Was bisher geschah: Hier geht es zurück zum ersten Kapitel.


Kapitel 6 – Feldstudien

Mit seinen Entscheidungen quälte sich Herr Pfütz oft lange herum, aber wenn er sie einmal getroffen hatte, blieb er für gewöhnlich dabei. In diesem Fall hatte er sich nicht nur dazu entschlossen, die Existenz der seltsamen Wesen nicht länger zu leugnen, sondern wollte auch ihrer Lebensweise systematisch auf den Grund gehen.

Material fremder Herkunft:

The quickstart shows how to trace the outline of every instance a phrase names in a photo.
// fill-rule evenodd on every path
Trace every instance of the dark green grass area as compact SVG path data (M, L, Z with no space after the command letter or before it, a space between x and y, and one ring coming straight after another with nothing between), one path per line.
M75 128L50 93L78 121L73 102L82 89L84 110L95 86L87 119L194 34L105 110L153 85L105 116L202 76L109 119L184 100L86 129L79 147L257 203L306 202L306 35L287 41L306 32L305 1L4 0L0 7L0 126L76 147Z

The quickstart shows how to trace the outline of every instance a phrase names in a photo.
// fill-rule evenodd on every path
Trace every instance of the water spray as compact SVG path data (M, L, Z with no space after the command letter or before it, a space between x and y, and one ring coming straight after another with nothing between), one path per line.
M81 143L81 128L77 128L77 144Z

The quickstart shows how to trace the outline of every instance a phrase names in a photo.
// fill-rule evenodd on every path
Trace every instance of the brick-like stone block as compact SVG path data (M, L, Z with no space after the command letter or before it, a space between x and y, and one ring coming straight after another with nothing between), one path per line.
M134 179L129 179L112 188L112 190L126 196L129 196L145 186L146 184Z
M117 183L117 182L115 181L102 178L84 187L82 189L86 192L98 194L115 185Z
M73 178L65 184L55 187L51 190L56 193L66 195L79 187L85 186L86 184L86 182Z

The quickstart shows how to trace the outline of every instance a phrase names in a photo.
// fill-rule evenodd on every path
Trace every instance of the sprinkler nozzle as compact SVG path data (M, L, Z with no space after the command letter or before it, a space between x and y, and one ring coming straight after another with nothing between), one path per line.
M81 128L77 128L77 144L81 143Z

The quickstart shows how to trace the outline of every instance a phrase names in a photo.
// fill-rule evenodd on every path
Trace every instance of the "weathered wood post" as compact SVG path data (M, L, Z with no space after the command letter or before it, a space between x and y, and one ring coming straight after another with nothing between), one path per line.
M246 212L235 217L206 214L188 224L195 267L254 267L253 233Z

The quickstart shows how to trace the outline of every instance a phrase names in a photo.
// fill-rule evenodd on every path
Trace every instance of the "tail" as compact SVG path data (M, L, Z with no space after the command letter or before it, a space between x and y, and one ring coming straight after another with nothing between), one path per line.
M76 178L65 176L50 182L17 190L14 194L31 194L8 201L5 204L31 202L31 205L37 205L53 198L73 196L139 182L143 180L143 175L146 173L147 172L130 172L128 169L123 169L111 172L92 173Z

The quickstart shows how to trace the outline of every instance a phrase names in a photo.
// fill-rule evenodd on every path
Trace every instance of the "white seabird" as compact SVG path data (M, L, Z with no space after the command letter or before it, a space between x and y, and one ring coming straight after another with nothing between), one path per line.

Streichholz-Äffchen mit Schneckenfühlern zu sehen, konnte ihn in ernsthafte Schwierigkeiten bringen, sollte jemand davon erfahren. Als Entdecker einer neuen Spezies hätte er einen anderen Stand. Vor allem, da es sich bei diesen Wesen um einen wirklich spektakulären Fund handelte.

Während er sich die Aufnahmen der letzten Tage ansah, machte er sich also erste Notizen.

26.10., 11:03-11:09

– gelbliches Wesen klettert zuerst hinauf; hilft dem älteren über die Kante nach oben

– fressen sich durch Karton ins Innere

– sehen sich Inhalt genau an; aufgeregte Fiep-Laute -> Absprache, wer was fressen will?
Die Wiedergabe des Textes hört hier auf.